Smart farming (SF) receives significant attention not only as a maximizer of agricultural productivity, but also as a strategy to achieve United Nation’s Sustainable Development Goals (SDGs), yet the actual state of its contribution to the environmental SDGs remains uncertain. This paper presents a methodological approach for policy analysis by identifying linkages between South Korean SF policies and Korean Sustainable Goals (K-SDGs) targets addressing six main South Korean agriculture-related environmental issues. Linkage is defined as an explicit measure that acts as a solution to prevent or minimize a specific issue. First, an overview of K-SDGs and six environmental issues (yield productivity, greenhouse gas emission, pest and weeds, water resources, soil quality and biodiversity) reveals that 17 K-SDGs targets address the issues. The analysis reveals significant shortcomings, particularly in the low integration of pesticide use and soil quality concerns into the K-SDGs. Out of a possible 68 linkages between four SF policies and 17 K-SDGs, only 17 were identified, with 10 linking to food production and consumption-related SDGs.
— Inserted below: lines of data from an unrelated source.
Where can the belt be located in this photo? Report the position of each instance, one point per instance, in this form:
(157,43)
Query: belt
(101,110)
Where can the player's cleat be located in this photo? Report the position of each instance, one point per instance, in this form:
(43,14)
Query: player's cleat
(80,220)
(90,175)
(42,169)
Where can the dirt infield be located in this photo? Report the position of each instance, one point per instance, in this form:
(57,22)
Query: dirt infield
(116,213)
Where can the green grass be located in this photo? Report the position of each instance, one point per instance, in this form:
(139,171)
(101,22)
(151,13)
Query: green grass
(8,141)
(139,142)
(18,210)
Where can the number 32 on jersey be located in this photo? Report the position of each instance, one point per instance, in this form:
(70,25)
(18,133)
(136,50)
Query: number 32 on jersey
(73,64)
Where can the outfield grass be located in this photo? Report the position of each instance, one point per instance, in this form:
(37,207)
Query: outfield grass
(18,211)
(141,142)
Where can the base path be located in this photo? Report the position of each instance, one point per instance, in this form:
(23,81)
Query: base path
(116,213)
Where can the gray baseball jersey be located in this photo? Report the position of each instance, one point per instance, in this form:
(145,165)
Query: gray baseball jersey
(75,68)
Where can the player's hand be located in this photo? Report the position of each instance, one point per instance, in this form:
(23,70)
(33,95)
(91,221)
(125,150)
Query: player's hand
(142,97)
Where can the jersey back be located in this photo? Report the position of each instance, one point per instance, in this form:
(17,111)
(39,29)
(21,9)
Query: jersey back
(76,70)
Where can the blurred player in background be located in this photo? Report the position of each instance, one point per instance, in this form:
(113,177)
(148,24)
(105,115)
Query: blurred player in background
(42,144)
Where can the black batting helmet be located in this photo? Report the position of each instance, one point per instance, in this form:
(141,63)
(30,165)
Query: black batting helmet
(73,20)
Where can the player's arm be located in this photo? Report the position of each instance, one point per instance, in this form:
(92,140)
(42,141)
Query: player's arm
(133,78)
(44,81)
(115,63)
This indicates that current smart farming policies put a secondary focus on smart farm technology’s potential to minimize environmental challenges. To bridge the gap between SF and sustainable agriculture, SF policies should incorporate climate-smart agriculture, with a specific focus on reducing greenhouse gas emissions, and promote greater collaboration among policymaking institutions.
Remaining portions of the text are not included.